Jakarta – Setara Institute menilai tragedi ledakan di SMAN 72 Jakarta bukan sekadar tindak kriminal biasa, melainkan memiliki keterkaitan dengan ideologi ekstremisme global. Indikasi ini terlihat dari sejumlah temuan di lokasi kejadian yang menunjukkan adanya inspirasi dari aksi-aksi teror di luar negeri.

“Temuan itu menjadi penegas bahwa peristiwa ini tidak berdiri sendiri, namun patut diduga mengarah pada aksi terorisme,” ujar Direktur Eksekutif Setara Institute, Halili Hasan, dalam keterangan tertulis, Minggu (9/11/2025).

Ledakan terjadi dua kali di lingkungan SMA Negeri 72, Jalan Prihatin Nomor 87, Kelapa Gading Barat, Jakarta Utara — masing-masing di area masjid sekolah dan di bagian belakang gedung. Peristiwa itu melukai puluhan orang dan memunculkan dugaan adanya bom rakitan yang dibawa oleh salah satu siswa.

Polisi menemukan sejumlah barang bukti di lokasi, termasuk senjata mainan yang di permukaannya terdapat tulisan nama-nama pelaku penembakan masjid di luar negeri, seperti Brenton Tarrant, Alexandre Bissonnette, dan Luca Traini. Ketiganya diketahui sebagai pelaku serangan terhadap jamaah masjid dan imigran di berbagai negara dengan motif supremasi kulit putih dan ideologi neofasis.

Selain itu, pada senjata mainan tersebut juga tertulis kalimat “Welcome to Hell” dan “For Agartha”, yang diduga mengandung simbolisme tertentu yang kerap digunakan dalam komunitas daring ekstremis.

Penyelidikan kemudian mengarah pada seorang siswa sekolah tersebut. Setelah dilakukan penggeledahan di rumahnya pada Sabtu malam (8/11), polisi menemukan barang-barang yang konsisten dengan temuan di tempat kejadian perkara (TKP).

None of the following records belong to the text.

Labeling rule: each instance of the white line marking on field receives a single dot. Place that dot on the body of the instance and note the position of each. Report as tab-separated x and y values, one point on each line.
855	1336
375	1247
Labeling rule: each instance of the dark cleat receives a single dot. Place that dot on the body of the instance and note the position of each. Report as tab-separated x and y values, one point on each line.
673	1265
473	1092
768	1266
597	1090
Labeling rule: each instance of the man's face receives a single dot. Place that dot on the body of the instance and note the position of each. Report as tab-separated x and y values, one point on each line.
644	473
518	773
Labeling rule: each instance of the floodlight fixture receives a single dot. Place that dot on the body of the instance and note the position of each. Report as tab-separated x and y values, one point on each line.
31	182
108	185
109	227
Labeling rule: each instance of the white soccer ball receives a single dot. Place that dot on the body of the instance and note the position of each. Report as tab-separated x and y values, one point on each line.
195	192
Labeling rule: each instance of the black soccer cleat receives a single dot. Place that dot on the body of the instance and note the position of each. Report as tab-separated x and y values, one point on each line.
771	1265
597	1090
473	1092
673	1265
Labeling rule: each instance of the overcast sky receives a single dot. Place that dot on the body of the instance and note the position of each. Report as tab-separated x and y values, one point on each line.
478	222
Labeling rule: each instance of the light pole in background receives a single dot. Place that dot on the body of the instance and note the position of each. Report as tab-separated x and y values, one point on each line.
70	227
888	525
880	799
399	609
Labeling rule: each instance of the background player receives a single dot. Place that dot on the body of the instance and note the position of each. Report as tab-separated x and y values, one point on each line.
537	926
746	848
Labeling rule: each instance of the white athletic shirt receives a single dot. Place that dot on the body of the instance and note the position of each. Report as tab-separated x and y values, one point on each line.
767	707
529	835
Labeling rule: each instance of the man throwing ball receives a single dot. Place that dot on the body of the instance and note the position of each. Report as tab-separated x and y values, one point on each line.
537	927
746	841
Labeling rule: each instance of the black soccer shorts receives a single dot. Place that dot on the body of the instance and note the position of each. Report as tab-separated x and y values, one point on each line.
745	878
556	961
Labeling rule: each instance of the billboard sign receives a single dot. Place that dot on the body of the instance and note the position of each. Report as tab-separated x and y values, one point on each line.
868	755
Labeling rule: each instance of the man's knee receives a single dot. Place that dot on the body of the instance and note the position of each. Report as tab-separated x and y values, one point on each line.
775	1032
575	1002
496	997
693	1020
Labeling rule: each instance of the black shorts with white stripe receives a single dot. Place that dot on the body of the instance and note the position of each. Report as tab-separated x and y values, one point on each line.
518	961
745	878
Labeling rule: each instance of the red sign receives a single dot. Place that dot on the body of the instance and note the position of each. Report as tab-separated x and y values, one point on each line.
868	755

Remaja itu pertama kali ditemukan di sekitar lokasi kejadian dalam kondisi bersimbah darah, tergeletak di samping senjata mainan yang memiliki tulisan-tulisan tersebut. Ia juga diketahui mengenakan sepatu boots, celana hitam, serta kaus tanpa lengan bertulisan “Natural Selection”, yang sempat menjadi perhatian karena merujuk pada simbol yang pernah digunakan pelaku penembakan di luar negeri.

Halili menilai, kasus ini harus menjadi peringatan bagi pemerintah untuk memperkuat kembali program pencegahan ekstremisme berbasis kekerasan, yang belakangan dinilai mengalami pelemahan.

“Program deradikalisasi dan kontra-ekstremisme seharusnya masuk dalam prioritas nasional agar generasi muda tidak mudah terpapar ideologi kebencian,” tegasnya. Menurut Setara Institute, lemahnya literasi digital dan rendahnya kemampuan deteksi dini di lingkungan pendidikan membuat ruang siber menjadi lahan subur bagi penyebaran paham ekstrem. Karena itu, Halili menyerukan agar pemerintah bersama lembaga pendidikan dan masyarakat sipil meningkatkan upaya pencegahan sejak dini.